If all goes well, the nation’s first Butterfly Park which lies in shambles may take wings again.
Described as Asia’s biggest park, the facility located at Bannerghatta Biological Park was ignored a year after its inauguration in 2006. But now, the Zoo Authority of Karnataka is all set to revive it by re-introducing butterflies.
M Nanjundaswamy, chairman of the authority, said a governing council meeting would be held in Mysore on Saturday to formulate plans to give the park a new lease of life.
To begin with, a special vehicle will be used by park staff to tour surrounding areas like Ramanagara and Chennapatna to catch butterflies and rear them in the park.
Saturday’s meeting will be attended by officials from all the eight zoos of Karnataka, along with the chairman and member secretary of the authority. They will discuss ways to improve the management of state zoos, prevent the spread of diseases among animals, review contracts and tenders and the upcoming budget.

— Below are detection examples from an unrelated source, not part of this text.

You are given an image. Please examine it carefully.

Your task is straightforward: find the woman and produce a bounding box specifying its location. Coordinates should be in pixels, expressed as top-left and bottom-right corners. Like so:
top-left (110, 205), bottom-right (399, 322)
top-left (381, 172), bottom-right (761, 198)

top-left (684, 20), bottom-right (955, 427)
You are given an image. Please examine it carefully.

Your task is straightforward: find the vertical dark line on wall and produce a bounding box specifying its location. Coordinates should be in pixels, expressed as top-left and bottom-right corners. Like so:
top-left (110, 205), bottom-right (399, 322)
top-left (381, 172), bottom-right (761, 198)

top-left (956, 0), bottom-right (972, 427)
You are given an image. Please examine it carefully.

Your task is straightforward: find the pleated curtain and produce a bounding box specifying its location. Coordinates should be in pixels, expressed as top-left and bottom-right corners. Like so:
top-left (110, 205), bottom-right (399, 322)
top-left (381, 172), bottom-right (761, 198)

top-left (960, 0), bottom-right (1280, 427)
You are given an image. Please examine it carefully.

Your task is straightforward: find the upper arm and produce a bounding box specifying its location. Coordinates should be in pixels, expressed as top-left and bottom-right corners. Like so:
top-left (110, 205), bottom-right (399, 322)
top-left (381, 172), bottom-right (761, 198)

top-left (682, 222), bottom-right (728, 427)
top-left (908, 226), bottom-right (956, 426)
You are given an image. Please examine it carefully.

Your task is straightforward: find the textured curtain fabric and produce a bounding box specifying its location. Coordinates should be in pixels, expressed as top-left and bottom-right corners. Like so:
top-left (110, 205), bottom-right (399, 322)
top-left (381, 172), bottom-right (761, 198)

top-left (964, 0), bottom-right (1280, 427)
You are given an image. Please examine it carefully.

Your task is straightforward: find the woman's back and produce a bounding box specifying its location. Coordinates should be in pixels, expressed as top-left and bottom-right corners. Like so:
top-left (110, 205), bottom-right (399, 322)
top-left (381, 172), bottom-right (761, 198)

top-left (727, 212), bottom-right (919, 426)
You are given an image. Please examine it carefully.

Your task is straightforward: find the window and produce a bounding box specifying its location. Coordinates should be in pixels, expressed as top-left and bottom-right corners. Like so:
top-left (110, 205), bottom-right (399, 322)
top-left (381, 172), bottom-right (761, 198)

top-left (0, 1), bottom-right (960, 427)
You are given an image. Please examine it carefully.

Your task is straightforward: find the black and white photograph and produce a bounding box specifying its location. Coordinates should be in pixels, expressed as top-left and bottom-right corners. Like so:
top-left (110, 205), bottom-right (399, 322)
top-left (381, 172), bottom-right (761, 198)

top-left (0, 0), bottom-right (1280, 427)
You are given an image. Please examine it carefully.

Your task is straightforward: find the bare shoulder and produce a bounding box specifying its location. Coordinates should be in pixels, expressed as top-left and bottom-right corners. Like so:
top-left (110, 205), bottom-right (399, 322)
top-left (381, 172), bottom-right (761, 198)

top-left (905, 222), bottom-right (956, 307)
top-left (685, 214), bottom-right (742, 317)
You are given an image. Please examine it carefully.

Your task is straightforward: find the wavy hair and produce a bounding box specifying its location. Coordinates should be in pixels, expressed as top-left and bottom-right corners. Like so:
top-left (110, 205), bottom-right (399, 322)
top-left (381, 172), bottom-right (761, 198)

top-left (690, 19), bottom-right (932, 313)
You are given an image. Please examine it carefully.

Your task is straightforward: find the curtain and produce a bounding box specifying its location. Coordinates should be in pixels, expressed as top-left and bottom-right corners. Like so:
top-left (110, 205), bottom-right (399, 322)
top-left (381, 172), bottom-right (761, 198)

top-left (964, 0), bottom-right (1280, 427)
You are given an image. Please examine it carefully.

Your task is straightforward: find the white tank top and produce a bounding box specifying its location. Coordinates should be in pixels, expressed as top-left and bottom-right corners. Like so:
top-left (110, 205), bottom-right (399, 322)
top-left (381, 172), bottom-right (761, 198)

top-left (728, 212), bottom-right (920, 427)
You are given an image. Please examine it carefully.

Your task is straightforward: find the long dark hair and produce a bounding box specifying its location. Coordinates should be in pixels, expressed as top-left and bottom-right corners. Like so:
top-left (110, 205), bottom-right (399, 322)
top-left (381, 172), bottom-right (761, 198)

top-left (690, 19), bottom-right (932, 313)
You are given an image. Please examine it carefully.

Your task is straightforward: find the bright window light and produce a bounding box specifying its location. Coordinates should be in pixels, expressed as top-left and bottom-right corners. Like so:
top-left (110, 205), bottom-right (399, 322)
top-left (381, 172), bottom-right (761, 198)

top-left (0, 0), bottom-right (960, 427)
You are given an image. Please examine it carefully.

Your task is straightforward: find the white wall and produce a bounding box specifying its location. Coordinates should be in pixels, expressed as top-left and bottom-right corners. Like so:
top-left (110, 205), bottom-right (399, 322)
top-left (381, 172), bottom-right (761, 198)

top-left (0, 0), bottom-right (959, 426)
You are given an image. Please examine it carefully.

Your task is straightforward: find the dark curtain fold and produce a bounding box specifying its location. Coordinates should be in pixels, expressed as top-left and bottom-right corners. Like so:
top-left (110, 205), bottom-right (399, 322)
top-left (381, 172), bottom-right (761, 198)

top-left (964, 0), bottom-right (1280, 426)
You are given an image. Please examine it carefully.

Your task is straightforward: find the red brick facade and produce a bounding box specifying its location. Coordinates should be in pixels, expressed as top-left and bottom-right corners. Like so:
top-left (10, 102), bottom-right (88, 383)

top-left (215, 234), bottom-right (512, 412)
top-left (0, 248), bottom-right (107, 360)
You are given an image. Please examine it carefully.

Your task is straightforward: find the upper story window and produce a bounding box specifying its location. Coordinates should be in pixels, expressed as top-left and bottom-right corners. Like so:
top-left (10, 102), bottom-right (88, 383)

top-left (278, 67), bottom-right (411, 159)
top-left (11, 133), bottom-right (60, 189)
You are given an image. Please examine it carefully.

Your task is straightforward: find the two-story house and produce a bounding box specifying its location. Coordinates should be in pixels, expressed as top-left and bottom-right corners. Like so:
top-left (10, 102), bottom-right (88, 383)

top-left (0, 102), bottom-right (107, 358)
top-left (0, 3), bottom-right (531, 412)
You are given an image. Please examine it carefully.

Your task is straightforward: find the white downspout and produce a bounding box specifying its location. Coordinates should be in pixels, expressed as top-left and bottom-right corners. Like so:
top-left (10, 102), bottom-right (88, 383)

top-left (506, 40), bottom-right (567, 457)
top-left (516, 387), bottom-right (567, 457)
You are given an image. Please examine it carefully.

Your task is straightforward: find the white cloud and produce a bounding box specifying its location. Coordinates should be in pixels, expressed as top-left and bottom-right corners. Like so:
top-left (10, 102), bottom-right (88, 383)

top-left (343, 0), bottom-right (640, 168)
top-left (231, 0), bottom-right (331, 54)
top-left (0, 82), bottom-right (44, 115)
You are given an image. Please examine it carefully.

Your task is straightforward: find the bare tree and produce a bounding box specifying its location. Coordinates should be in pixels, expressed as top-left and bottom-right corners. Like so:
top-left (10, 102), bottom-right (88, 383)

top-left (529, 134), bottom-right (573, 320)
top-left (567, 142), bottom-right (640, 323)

Nanjundaswamy blamed staff shortage for the park’s failure. The authority plans to revive the park with an initial investment of Rs25 lakh to Rs30 lakh. Professionals with MSc and Phd background will be offered permanent jobs in the park. This process will gather speed by the end of March when holidays begin and schoolchildren come in droves to the park.
Besides staff crunch, another reason for the failure of the project was rampant urbanisation and lack of proper climatic conditions in the vicinity which impacted the butterflies.
Accepting that the upcoming night safari at BBP could also prove a menace to butterflies, he said the safari plan would materialise only in four years. Till then, further provisions could be made to improve the Butterfly Park.
The Karnataka high court had given direction to set up an expert committee to ensure that noise pollution and tourist flow do not adversely affect the biodiversity of the region, he said.